[GTALUG] war story: python broken by Fedora update

D. Hugh Redelmeier hugh at mimosa.com
Wed Jun 9 11:17:41 EDT 2021


I update Fedora 32 on my wife's netbook.
Just the normal "sudo dnf update".

After the update, dnf no longer worked.  Nor did many other things
written in python.

This is politically very bad because my wife is deathly afraid of updates 
and I'm deathly afraid of software that isn't updated.  She was right!

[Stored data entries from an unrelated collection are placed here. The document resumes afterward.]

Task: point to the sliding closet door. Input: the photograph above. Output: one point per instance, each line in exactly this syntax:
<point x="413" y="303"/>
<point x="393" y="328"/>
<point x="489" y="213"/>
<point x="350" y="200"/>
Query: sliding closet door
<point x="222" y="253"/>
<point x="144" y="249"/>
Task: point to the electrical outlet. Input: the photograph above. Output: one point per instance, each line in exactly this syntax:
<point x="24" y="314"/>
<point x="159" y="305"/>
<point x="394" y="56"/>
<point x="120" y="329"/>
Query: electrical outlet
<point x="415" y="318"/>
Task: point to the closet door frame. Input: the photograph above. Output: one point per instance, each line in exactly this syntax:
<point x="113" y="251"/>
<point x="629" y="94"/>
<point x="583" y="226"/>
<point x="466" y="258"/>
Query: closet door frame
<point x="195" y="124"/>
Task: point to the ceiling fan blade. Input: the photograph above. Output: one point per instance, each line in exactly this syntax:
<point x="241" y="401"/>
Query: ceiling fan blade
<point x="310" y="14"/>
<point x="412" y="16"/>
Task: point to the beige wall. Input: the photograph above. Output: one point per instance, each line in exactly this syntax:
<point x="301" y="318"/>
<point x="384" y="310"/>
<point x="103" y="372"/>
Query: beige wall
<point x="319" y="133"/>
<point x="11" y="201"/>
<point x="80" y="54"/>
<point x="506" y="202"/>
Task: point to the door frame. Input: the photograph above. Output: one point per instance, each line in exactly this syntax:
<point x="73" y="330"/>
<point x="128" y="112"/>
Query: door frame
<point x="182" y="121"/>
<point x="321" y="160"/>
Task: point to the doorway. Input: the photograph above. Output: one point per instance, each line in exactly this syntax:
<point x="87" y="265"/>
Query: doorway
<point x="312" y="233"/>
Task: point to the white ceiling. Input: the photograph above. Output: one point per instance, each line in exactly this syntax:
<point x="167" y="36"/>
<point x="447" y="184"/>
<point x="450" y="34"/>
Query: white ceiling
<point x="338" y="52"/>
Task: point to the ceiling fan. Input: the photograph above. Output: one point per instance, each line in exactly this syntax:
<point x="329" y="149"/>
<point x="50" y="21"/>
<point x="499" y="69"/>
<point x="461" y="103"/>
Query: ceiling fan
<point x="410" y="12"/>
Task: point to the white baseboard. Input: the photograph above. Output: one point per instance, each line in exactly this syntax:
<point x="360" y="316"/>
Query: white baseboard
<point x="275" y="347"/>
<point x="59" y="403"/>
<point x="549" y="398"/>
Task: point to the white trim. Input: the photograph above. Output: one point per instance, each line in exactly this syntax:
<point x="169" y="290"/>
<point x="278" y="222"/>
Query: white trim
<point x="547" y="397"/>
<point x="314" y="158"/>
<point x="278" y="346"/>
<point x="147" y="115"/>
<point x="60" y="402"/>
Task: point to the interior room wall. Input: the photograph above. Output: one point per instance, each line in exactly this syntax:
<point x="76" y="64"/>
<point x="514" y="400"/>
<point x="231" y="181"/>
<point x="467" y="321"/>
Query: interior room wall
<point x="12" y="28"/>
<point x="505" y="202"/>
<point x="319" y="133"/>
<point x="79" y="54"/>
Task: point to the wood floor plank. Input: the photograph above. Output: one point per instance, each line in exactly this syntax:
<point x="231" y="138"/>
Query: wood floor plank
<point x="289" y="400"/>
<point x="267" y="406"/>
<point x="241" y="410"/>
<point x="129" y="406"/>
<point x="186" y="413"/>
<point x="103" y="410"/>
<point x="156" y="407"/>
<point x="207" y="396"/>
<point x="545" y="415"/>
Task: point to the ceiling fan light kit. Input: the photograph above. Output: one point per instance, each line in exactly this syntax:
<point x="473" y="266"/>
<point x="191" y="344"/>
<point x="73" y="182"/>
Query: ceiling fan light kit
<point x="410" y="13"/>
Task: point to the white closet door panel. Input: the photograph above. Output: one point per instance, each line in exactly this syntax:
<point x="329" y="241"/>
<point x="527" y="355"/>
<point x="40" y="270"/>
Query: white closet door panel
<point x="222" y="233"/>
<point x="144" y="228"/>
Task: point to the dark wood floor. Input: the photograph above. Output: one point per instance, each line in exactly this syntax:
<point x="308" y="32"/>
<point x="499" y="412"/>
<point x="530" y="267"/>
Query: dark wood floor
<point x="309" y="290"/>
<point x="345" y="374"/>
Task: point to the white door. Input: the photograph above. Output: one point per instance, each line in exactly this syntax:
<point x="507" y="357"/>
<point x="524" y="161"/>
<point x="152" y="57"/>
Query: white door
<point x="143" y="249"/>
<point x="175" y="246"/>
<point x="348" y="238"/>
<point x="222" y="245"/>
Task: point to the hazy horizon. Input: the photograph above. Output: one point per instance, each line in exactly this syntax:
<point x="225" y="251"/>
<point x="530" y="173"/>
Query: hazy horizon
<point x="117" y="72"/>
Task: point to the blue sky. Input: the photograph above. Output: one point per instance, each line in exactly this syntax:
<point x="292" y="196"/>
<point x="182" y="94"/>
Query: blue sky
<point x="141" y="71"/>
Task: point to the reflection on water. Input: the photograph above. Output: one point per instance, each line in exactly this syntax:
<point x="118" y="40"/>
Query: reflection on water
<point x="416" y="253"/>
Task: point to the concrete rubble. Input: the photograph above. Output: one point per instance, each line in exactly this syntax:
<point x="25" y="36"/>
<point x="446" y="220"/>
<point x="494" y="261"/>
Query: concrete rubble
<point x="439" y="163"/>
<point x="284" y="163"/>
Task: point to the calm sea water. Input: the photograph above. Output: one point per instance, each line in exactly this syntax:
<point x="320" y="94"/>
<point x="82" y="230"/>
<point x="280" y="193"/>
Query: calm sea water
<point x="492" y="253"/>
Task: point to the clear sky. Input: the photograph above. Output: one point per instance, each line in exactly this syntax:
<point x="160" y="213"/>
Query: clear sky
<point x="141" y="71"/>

With dnf broken, the main tool to fix broken packages was unavailable.
How does one recover?
1) diagnose
2) attempt a fix
3) repeat until things work

Here's the message I got with any invocation of dnf:
================
Traceback (most recent call last):
  File "/usr/bin/register-python-argcomplete", line 26, in <module>
    import argparse
  File "/usr/lib64/python3.8/argparse.py", line 89, in <module>
    import shutil as _shutil
  File "/usr/lib64/python3.8/shutil.py", line 29, in <module>
    import lzma
  File "<frozen importlib._bootstrap>", line 991, in _find_and_load
  File "<frozen importlib._bootstrap>", line 975, in _find_and_load_unlocked
  File "<frozen importlib._bootstrap>", line 671, in _load_unlocked
  File "<frozen importlib._bootstrap_external>", line 844, in exec_module
  File "<frozen importlib._bootstrap_external>", line 976, in get_code
  File "<frozen importlib._bootstrap_external>", line 640, in _compile_bytecode
ValueError: bad marshal data (unknown type code)
================

I guessed that some compiled python file was corrupt (.pyc).  Mostly
because of the word "frozen" in the traceback.  The .pyc files all
seem to be in directories called __pycache__.  The name "cache"
suggested to me that if I deleted the .pyc file in question it would
be recreated.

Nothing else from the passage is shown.